Around 1pm, with promo photos for some of our amazing sponsors squared away, we were ready to set sail. That is when our plans changed. Our engine was overheating and leaking due to a pressure build up. Emily and Imogen set to troubleshooting the issue in the engine compartment, underneath the companionway. Heat below decks was at its max. Humid midday tropical heat, uncomfortable by anyone’s standards. After many hours of troubleshooting and manual reading it was decided that corrosion over many years had caused a blockage in the raw water cooling system. Preliminary investigations complete, a mechanic was called to come and look. His analysis was that the engine was running well enough that it might carry us through. The age of some of the hose and other components were still of concern of the long term. If we could wait till morning he would return and replace these for better piece of mind.

Up on deck, the rest of us took the opportunity to have a science briefing from Emily Penn and Diana. After dinner was served in the cockpit, a wonderful curry made by Lisa and Katrina hit the spot and brought us together. After the washing up, many were feeling quite tired by a morning of labour and afternoon spent in the hot Brazilian sun. With thoughts of brushing teeth, reading, journaling and sleep creeping into our minds, we were ready to call it a day and reset tomorrow.

It was then that I noticed a seemingly different relationship of boat to land. Calling down the companionway to the crew I alerted them to my observation. They determined that the boat was in fact dragging on its anchor. This combined with our out of order engine resulted in an all hands on deck order. Our Skipper stern but unconcerned. Within minutes everyone was in lifejackets and torches on, helping to re-deploy the dinghy which only only earlier we had neatly stowed. The crew reset the anchor.
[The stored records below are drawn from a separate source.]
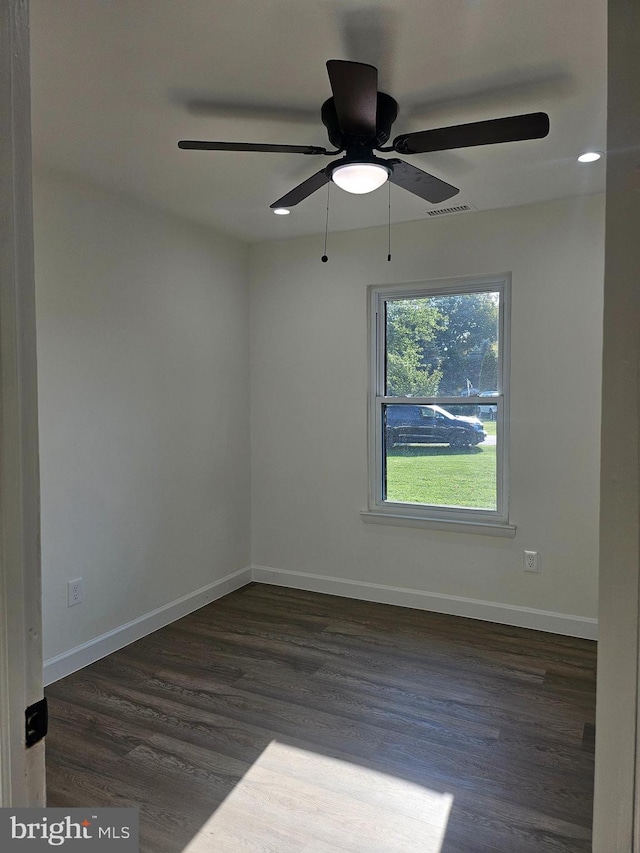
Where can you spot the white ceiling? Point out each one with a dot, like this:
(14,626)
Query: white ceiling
(112,81)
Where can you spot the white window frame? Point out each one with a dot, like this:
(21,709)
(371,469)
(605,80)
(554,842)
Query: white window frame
(495,522)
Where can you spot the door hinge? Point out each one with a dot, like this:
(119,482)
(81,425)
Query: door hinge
(37,722)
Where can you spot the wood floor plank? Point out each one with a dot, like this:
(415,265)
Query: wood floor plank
(283,721)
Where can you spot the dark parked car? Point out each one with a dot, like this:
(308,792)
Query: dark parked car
(431,425)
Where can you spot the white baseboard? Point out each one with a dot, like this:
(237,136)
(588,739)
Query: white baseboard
(488,611)
(73,660)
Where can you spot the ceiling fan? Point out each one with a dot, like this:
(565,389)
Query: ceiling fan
(358,119)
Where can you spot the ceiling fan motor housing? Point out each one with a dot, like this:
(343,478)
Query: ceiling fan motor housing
(387,112)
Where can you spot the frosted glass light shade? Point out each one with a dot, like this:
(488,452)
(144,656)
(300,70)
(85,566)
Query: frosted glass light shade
(360,177)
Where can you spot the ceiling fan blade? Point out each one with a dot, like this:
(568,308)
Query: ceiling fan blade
(299,193)
(355,94)
(369,35)
(420,183)
(194,145)
(512,129)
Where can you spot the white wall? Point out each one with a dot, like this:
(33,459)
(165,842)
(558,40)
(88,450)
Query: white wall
(142,324)
(309,413)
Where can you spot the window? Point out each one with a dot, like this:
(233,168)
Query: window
(439,403)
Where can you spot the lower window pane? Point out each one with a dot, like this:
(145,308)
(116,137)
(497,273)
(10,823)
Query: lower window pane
(440,456)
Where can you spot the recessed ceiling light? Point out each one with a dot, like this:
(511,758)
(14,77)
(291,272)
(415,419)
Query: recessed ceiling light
(590,156)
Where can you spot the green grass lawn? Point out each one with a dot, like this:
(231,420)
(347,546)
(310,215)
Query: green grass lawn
(443,476)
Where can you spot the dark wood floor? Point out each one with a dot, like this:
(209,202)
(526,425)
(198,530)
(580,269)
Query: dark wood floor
(291,722)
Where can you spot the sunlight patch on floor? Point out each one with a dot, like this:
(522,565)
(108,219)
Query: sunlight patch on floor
(295,800)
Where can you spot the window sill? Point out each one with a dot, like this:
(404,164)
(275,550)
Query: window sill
(483,528)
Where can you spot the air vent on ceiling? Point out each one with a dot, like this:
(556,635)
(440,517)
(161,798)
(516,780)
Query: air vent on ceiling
(460,208)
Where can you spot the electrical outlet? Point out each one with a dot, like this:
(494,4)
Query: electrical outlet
(75,592)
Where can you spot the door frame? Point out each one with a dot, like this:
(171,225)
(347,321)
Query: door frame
(22,772)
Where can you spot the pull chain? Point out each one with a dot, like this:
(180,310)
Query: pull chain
(325,257)
(389,255)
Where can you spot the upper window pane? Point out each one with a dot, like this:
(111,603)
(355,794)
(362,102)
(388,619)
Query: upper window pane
(444,345)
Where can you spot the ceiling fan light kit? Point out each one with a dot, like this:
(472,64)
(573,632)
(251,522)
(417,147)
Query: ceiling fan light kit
(358,119)
(358,177)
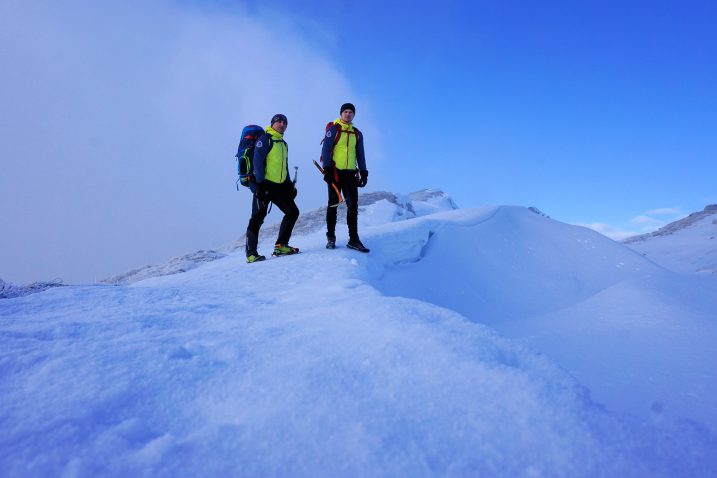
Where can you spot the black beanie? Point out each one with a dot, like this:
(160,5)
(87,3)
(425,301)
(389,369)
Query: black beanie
(278,117)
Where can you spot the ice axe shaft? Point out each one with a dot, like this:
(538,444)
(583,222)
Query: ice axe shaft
(333,185)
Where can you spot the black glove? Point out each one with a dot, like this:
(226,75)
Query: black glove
(364,178)
(262,193)
(329,174)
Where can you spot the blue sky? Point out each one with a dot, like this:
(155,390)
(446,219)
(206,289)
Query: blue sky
(592,111)
(121,117)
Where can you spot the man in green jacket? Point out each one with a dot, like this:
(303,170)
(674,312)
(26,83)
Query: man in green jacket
(273,184)
(344,166)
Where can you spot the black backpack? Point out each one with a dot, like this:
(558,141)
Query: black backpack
(245,154)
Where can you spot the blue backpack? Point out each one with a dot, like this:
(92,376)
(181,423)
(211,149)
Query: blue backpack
(245,154)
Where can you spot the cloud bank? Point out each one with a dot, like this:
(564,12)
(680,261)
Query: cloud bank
(120,122)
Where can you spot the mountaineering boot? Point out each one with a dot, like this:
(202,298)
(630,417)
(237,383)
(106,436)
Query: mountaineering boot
(356,245)
(285,250)
(330,242)
(254,257)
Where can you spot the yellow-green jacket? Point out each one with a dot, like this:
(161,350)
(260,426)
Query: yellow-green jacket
(271,157)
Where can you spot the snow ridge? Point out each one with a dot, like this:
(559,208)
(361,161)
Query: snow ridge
(676,226)
(8,290)
(422,202)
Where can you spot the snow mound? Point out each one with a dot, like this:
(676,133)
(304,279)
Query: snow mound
(298,366)
(374,208)
(8,290)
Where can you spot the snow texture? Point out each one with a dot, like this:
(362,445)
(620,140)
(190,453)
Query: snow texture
(687,245)
(9,290)
(336,363)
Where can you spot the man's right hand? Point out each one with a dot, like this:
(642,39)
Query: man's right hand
(262,193)
(330,174)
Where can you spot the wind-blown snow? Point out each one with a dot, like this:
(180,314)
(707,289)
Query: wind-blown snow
(687,245)
(303,366)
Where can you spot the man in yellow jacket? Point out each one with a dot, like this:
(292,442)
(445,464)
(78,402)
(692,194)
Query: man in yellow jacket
(344,165)
(272,184)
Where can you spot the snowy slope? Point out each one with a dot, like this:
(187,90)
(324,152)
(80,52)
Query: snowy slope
(639,337)
(374,208)
(302,366)
(687,245)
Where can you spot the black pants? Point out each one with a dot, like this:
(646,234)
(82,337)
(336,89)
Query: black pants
(349,190)
(281,196)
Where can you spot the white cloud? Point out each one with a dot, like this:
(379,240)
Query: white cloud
(665,211)
(647,221)
(613,232)
(120,121)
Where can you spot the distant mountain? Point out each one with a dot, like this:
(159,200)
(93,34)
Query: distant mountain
(8,290)
(687,245)
(374,208)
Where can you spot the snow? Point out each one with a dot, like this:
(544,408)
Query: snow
(408,361)
(689,245)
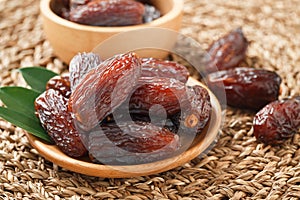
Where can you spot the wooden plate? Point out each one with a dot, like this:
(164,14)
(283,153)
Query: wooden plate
(200,144)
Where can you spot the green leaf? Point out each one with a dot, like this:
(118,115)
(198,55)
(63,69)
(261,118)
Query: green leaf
(18,98)
(25,122)
(37,77)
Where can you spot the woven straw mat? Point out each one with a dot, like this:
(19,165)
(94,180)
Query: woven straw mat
(238,167)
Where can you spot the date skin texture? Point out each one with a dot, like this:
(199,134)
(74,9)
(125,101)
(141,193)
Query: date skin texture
(277,121)
(51,109)
(152,67)
(61,84)
(80,65)
(104,88)
(189,107)
(167,92)
(247,88)
(227,52)
(109,13)
(131,143)
(194,118)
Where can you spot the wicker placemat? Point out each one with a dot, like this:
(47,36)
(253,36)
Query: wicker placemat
(236,168)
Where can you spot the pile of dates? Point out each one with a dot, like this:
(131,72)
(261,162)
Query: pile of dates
(108,12)
(250,88)
(125,109)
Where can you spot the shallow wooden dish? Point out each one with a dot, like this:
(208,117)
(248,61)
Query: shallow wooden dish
(68,38)
(201,143)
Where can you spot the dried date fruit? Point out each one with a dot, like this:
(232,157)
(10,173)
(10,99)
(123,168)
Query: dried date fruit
(109,13)
(80,65)
(195,117)
(75,3)
(176,99)
(152,67)
(51,109)
(61,84)
(104,88)
(246,87)
(168,93)
(277,121)
(227,52)
(131,143)
(150,14)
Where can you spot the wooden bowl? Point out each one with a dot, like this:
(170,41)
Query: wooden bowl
(68,38)
(200,144)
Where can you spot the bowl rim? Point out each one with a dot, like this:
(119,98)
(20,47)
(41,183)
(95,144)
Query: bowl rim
(48,13)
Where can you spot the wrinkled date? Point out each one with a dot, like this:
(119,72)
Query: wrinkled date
(188,107)
(80,65)
(152,67)
(227,52)
(246,87)
(170,94)
(108,13)
(150,14)
(51,109)
(277,121)
(73,4)
(195,117)
(130,142)
(61,84)
(104,88)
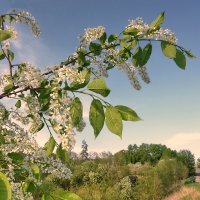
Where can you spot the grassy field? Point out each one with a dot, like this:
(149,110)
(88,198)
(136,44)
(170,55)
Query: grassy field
(187,192)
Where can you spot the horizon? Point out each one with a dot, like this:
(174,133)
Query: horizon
(169,105)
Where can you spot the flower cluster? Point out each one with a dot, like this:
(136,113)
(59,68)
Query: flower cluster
(14,36)
(91,34)
(160,34)
(16,140)
(27,18)
(28,76)
(68,74)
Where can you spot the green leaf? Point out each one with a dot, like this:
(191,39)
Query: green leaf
(10,55)
(36,127)
(49,146)
(17,158)
(4,35)
(47,197)
(62,154)
(102,39)
(112,38)
(110,66)
(2,55)
(99,86)
(127,113)
(169,50)
(29,186)
(18,104)
(180,59)
(8,88)
(95,48)
(76,111)
(36,171)
(137,57)
(146,53)
(158,21)
(81,58)
(131,31)
(189,54)
(86,74)
(114,120)
(96,116)
(5,189)
(2,139)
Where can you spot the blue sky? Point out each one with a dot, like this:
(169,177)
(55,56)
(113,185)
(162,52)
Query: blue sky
(169,106)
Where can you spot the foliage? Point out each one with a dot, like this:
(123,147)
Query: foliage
(49,99)
(187,158)
(84,152)
(112,178)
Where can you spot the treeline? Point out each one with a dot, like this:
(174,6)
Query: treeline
(145,172)
(153,153)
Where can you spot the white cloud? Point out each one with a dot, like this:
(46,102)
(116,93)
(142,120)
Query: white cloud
(190,141)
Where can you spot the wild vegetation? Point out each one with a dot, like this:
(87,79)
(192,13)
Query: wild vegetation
(148,171)
(32,99)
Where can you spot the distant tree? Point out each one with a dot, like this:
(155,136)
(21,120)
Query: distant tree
(84,153)
(198,162)
(187,158)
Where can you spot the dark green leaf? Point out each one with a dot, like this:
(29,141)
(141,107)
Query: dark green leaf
(5,189)
(76,111)
(96,116)
(99,86)
(169,50)
(180,59)
(18,104)
(102,39)
(81,58)
(62,154)
(114,120)
(65,195)
(189,54)
(95,48)
(17,158)
(110,66)
(131,31)
(2,55)
(86,74)
(49,146)
(158,21)
(137,57)
(127,113)
(10,55)
(8,88)
(146,53)
(2,139)
(112,38)
(4,35)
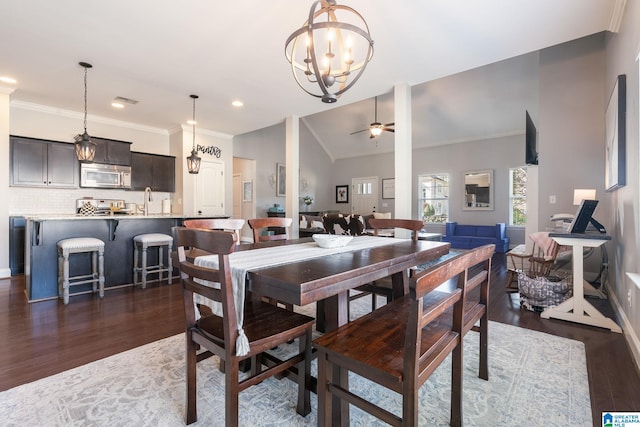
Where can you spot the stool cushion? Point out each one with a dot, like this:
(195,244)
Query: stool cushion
(153,239)
(80,243)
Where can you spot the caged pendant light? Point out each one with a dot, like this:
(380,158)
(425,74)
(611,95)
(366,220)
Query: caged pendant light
(85,148)
(193,161)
I might reiterate that we have yet to even leave! Ascension Crew (previous crew) had the insect invasion, we were experiencing our own trial by fire. I questioned whether or not I should be worried, but I am decidedly not. The Skipper Imogen, First Mate Emily, And Second Mate Holly are all confident, competent amazing and clear under pressure.

So even though our sailing plan has not started smoothly I would say our crew is learning to work together extremely well. I can see that by the time we reach shore in Guyana we will be nothing short of a well oiled machine. Hopefully setting sail is not far off.